综上,治理理论以提升政府公共管理和公共服务的能力和水平为目标,试图通过改变政府管理的理念、方式、手段和过程,从而实现再造政府的目的。它代表着现代政府管理理论发展的最新方向和最高水平,对指导和促进政府管理制度的改革与发展起到了积极的促进作用。
2税收征管改革的研究
在国外,税收征管被大多数人认为是税务机构实际从事税收征收管理的一系列具体活动或流程,故鲜有学者对其进行专门研究。征管改革也主要是由政府税收征管的职能机构具体负责和实施,故有关改革的内容也主要体现在中央政府税务管理机构公布的相关文件和实际征管的过程之中,鲜有专门的学术论著。尽管如此,但从西方国家税收征管改革的战略规划或工作规划中,笔者还是可以比较清楚地看到国家治理理论对于这些国家税收征管改革所产生的影响。例如,《加拿大税务局的总体工作规划》中明确提出,加拿大税务局将继续与政府客户发展合作伙伴关系,以提高效率和继续减少加拿大税务管理部门的总体费用[6]。

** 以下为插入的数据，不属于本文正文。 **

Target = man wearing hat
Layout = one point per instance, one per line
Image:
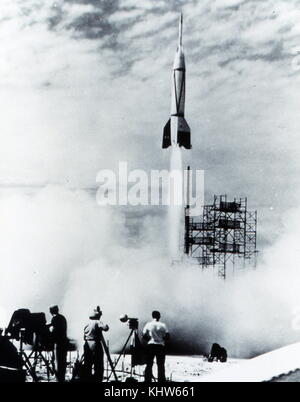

在国内,近年来有学者对中国的税收征管改革进行了诸多研究,提出了一些意见和建议。刘奇超[7]认为中国的税收征管改革应该在中央“五位一体”总布局、总要求的基础上,按照中央《深化财税体制改革总体方案》中关于深化税收制度改革、稳定宏观税负、推进依法治税的目标展开。重点应该包括以《中华人民共和国税收征收管理法》为基础的税收征管制度制定以中长期税收战略为目标的工作规划,进一步推行以风险管理为导向的分类分级专业化管理,强化以专业化和集约化为特征的征管组织机构建设,深化以信息管税为主导的信息化支撑体系,不断提高国际税收征管合作及国际税收竞争力。王化敏[8]根据中国税收征管改革的历程与现状,认为中国税收征管改革应该确立税收征管体系的目标,规范税收征管体系的基本内容。姜敏[9]根据国家税务总局2011年印发的《“十二五”时期税收发展规划纲要》,认为中国的税收征管改革应该践行继承式创新,创建稳定持续良好的征纳环境;强化税收监管职能,确保为政府决策提供真实的财政数据;完善报表数据采集功能,满足信息管税的数据分析需求;以税收管理为本提供税源专业管理人力保障;运用身份识别功能识别纳税人并提升其纳税遵从度。综上,学者们的研究主要侧重于两个方面:一是侧重于对国外税收征管改革实践经验的学习和借鉴。通过对西方国家特别是西方发达国家税收征管改革历程及经验的学习和研究,为中国的税收征管改革提出可资借鉴的意见和建议。二是侧重于对中国税收征管现实问题的研究。通过对中国税收征管实践中所存在的问题进行挖掘与分析,试图提出解决问题的对策。应该说,这两方面的研究对于促进中国税收征管改革的深化,都起到了一定的促进作用,但这些研究也都存在着共同的缺陷与不足,即由于缺乏系统科学的理论支持,有些研究成果不免显得零乱和细碎,有些研究结论或对策显得比较勉强和武断,甚至有些研究成果本身存在矛盾,导致对实践的指导意义有限。基于此,本文将从国家治理理论的视角,通过对中国税收征管改革问题进行深入的研究,以期能够得出有说服力的研究结论及政策建议。
三、中国税收征管的演进脉络及新形势下面临的问题
1950年,根据建国初期中国税收工作的实际需要,政务院颁布了《全国税政实施要则》,对中国的税收制度进行了统一和规范,这也标志着新中国税收制度的正式建立。60多年来,随着社会主义建设事业的发展,中国的税收征管也发生了很大的变化。根据笔者的研究,这一历史发展过程可以分为五个不同的阶段或五种不同的模式,即1950—1987年的专管员模式、1988—1993年的三分离或两分离模式、1994—1996年的三位一体模式、1997—2002年的新模式以及2003年以来的修正的新模式。应该说,每一个发展阶段或每一种征管模式都是由当时的社会经济和税收征管现实决定的,这些模式也基本满足了当时国内税收征管的实际需要。但毋庸讳言,每一个征管模式即使在当时的历史条件下,也都存在着比较大的缺陷和不足。根据笔者的整理,这五种模式及其主要内容与不足如表1所示。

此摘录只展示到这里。